Out in the 

Mountains

ARTS & ENTERTAINMENT

All you Need is Love... and Maybe Pudding

a review by Maxwell Stroud


On my shelf is a photograph that was taken by my father on Christmas about four years ago. It shows my oldest sister with her husband, my other sister and her female partner, and me, all gathered in the living room of my parents' home. The photograph itself tells a story of love and acceptance, but ask any one of us about it and you will get a deeper picture of how we negotiate the terms of family.

For myself, that image evokes both memories and musings. I remember my mother's dilemma that Christmas: her son-in-law should have a stocking with his name embroidered on it, but what about my other sister's partner? I wonder how this image of my family has changed and will continue to change: since that day, one partnership has faded, and I have come out as bisexual, bringing possibilities of different configurations.

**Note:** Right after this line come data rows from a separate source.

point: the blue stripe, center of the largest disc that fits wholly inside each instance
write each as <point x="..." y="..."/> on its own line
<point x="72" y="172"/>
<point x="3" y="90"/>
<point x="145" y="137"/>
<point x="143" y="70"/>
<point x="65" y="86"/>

A review of other family portraits, that ritual of holidays major and minor, offers a variety of glimpses of the people I called family on any given day in my past. It poses a direct challenge to political family-values rhetoric and arguments over legal recognition of queer family that overwhelm us with the idea of a family as a static object, looking the same over time.

And just as my album does that for my family, Love Makes A Family: Portraits of Lesbian, Gay, Bisexual and Transgender Parents and Their Families questions dogma and stereotype surrounding cultural visions of the unchanging nuclear family.

Gigi Kaeser and Peggy Gillespie weave together intimate family portraits and narratives that invite the reader to meet 43 diverse families as they explore their notions and negotiations around family, love, and commitment. The beautiful art book is based upon the eponymous photography and text traveling exhibit that has been on display on university campuses and in elementary schools around the country.

The book also combines interviews and photographs, as in the exhibit, to document the experience of lesbian, gay, bisexual, and transgendered parents and their families. It allows all of the family members - including the children - to speak candidly about their lives, their relationships, and the ways in which they have dealt with the pressures of homophobia. As Peggy Gillespie says of her work, "At the most basic level, Love Makes A Family combats that homophobia by breaking silence and making the invisible visible."

Gigi Kaeser, the compilation's photographer, added, "By educating people of all ages - beginning in early childhood - to celebrate and appreciate diversity, this exhibit contributes to the process of dismantling the destructive power of prejudice and intolerance, thereby making the world a safer place for all families."

Photos aside, the words of the children also evoke powerful images: schoolyard discrimination, classroom activism, and meaningful family times at home. One 10-year-old girl said "Recently, I had a dream that we were in school, and the kids were asked what they really thought of gays. Then we talked about what being gay is really about. At the end of my dream, the kids looked at being gay in a whole different way." A nine-year-old said, "All I know is that I love my mom, and I really like my mom's girlfriend. I keep bugging her because I want her to marry my mom. That's all."

But perhaps the most telling evidence that family is family is family came from a five-year-old, who said simply, "I like eating pudding with my family."